|what does this picture have to do with this post. oh, nothing. but don't you love the lighting in it?!|
since, i couldn't think of what to do and my baby was napping, i gave the dogs a bath. i used some really wonderful smelling shampoo and dry-heaved as i tried to pull the eye boogers off of their eye hairs (i cannot do it!). after we finished they ran around the house like maniacs until they were dry enough to pass out on the carpet. do you want to know if they look clean, friends? they do not. they still look filthy. they look homeless. they smell like poop. but, i bathed them and the tub is now grimy as a result and i feel confused.
i think evie must be growing a lot right now, because all girlfriend wants to do is sleep. sleeps for 12 hours at night, up for one hour, back down for 2 (sometimes 3), up for 1.5, down again for 2...by the time daddy gets home she's got a solid 16 hours under her belt and yet, still wants to be in bed by 8:30. she leads a nice little life, that one.

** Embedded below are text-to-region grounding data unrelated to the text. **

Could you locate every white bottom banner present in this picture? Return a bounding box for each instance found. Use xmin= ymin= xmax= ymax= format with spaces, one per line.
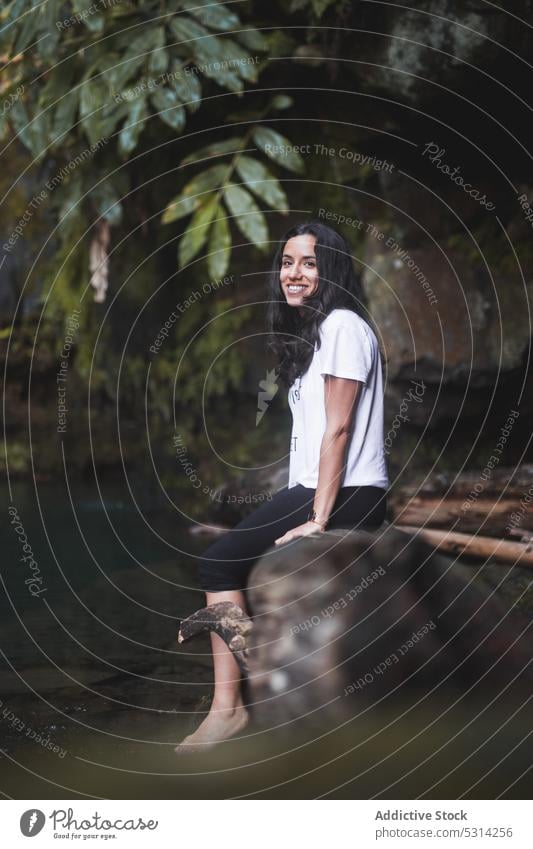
xmin=3 ymin=800 xmax=530 ymax=847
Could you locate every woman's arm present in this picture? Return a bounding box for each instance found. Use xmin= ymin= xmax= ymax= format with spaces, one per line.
xmin=311 ymin=375 xmax=362 ymax=529
xmin=274 ymin=374 xmax=362 ymax=544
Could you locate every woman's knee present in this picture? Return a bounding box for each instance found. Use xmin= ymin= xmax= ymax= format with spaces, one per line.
xmin=198 ymin=559 xmax=247 ymax=592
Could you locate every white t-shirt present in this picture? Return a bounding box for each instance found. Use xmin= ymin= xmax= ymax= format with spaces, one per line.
xmin=287 ymin=308 xmax=389 ymax=490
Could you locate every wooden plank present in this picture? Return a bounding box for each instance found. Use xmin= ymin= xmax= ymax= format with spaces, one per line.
xmin=394 ymin=524 xmax=533 ymax=567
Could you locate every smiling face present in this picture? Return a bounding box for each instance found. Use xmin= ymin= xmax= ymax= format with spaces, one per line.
xmin=279 ymin=234 xmax=319 ymax=312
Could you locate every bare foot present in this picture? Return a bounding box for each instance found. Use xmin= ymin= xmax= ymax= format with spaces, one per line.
xmin=174 ymin=704 xmax=249 ymax=755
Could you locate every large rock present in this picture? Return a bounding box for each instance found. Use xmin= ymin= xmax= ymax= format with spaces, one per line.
xmin=347 ymin=0 xmax=528 ymax=107
xmin=363 ymin=236 xmax=532 ymax=385
xmin=244 ymin=526 xmax=532 ymax=727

as for me, the hardest part about my life right now is that my sink smells bad. do you know what i mean? there are no dirty washcloths in the sink (not even any dirty dishes) and i have wiped and sprayed and spritz and still, it stinks. this is one of the worst things that can happen to a woman, don't you think? i keep walking in and out of the kitchen sniffing the smell and attempting to destroy it and i am making no progress. send help, would you?

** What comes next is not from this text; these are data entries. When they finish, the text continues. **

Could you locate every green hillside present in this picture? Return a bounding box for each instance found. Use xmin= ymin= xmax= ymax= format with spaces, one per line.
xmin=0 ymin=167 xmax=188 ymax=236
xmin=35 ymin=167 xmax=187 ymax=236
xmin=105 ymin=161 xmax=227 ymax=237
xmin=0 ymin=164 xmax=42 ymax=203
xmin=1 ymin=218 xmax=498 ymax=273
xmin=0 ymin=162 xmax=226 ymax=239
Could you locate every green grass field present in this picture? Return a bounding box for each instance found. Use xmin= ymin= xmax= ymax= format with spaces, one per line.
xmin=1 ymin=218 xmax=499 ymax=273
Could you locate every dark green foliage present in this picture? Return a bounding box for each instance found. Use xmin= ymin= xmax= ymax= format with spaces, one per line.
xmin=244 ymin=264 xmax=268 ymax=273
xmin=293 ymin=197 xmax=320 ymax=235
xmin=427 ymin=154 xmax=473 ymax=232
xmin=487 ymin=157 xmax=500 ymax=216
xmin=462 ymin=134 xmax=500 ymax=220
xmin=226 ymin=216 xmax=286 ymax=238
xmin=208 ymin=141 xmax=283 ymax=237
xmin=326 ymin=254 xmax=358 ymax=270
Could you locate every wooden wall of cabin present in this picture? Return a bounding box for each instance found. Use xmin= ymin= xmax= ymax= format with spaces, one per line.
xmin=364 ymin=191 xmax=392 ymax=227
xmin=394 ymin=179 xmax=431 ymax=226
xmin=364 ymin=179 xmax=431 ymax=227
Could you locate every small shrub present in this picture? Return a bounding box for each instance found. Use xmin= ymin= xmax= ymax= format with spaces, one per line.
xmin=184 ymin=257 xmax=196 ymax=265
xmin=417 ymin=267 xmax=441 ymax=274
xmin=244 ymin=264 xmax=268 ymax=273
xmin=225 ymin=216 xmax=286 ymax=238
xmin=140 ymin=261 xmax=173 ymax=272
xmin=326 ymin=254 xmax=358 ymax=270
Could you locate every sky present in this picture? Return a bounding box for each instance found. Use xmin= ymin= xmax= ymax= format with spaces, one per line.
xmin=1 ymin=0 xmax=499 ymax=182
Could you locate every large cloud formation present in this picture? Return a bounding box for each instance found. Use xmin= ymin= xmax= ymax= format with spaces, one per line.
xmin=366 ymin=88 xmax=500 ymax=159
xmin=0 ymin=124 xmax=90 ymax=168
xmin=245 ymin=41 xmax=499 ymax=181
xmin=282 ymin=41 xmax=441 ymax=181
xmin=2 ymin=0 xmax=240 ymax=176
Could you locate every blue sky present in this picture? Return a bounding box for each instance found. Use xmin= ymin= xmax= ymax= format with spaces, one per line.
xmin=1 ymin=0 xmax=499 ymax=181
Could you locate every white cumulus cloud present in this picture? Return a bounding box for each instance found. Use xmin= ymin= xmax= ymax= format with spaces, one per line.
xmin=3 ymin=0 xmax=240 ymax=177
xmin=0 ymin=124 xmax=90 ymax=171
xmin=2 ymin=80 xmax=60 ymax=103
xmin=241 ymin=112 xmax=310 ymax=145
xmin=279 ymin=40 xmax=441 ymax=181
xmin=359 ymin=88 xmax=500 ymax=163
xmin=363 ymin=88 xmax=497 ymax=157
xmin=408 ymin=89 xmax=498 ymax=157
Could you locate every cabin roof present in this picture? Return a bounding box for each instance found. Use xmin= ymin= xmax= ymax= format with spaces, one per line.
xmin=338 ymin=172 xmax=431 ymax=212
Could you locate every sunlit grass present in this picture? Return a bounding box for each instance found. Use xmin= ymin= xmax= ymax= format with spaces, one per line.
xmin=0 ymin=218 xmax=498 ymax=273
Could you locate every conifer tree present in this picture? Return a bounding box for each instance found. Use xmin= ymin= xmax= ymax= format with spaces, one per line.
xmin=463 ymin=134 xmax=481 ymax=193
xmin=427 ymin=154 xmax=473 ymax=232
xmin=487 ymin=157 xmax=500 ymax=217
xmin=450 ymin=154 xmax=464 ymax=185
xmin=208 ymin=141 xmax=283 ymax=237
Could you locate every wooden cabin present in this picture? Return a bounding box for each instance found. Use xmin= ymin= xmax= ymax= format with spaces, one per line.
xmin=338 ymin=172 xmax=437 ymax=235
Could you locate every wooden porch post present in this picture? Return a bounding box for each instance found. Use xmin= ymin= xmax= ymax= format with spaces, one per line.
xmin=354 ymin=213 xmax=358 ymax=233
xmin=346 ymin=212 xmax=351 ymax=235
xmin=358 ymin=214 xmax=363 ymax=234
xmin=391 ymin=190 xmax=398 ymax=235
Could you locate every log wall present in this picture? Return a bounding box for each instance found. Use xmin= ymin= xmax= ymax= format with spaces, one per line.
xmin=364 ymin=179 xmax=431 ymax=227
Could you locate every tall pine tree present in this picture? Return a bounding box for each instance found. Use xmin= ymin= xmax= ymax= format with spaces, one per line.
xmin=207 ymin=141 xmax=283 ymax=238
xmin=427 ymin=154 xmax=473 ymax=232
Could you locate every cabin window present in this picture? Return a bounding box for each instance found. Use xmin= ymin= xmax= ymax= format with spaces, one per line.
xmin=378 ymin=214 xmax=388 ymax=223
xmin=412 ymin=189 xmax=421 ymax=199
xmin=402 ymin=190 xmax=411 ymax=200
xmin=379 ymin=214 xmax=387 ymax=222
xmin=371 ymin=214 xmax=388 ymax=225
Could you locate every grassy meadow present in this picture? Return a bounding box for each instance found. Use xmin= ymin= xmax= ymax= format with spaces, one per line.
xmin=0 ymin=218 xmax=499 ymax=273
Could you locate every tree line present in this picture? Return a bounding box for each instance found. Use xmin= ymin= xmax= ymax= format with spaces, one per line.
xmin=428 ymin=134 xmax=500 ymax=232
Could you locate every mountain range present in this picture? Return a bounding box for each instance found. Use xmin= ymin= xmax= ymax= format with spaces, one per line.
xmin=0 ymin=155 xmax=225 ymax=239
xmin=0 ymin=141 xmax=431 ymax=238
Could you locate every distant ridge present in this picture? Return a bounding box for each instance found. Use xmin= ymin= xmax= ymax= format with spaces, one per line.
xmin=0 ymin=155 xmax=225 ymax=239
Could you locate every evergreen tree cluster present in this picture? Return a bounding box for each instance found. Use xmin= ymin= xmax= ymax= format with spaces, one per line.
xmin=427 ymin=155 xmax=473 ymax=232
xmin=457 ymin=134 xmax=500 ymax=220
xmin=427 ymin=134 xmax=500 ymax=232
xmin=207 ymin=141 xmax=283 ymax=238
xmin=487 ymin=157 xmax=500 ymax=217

my husband is going to china in a few weeks. he is getting an mba and he got into a really great school and yadi yadi yadda, he will be gone for 16 days. last night i couldn't sleep, but of course, he could, so i lay next to him in bed and wondered what in the world i will do while he is gone. a few years ago i took a trip to san francisico over my birthday without him and i was a miserable mess the entire time. i cried. i felt out of place. i muttered "if g was here..." a few too many times under my breath. by the end of my trip my parents proclaimed that i was not a pleasant person to be around when separated from him for an extended period of time and they would not be taking me away from him again. we were gone for 5 days.
and now he'll be gone for 16, so assume what you will. sometimes i just feel like he is the only person who consistently makes sense to me. who doesn't make me feel the need to grumble and scratch my head. who says the right things at the right times. who doesn't gross me out while eating dinner (and never licks his fingers, so help me!), who makes me feel like i make sense, who doesn't get really annoying after a while.
perhaps this is just the result of living together for almost five years or perhaps he is just a really nice person to be around (i think so) but i really really don't do well without him.
i mean, he always chews his food with his mouth closed. you know?
ps. someday, when i feel like writing again, i have two really great things to tell you about. one involves a dead rat and the other involves a stranger pounding on my door at 3:30am. get excited.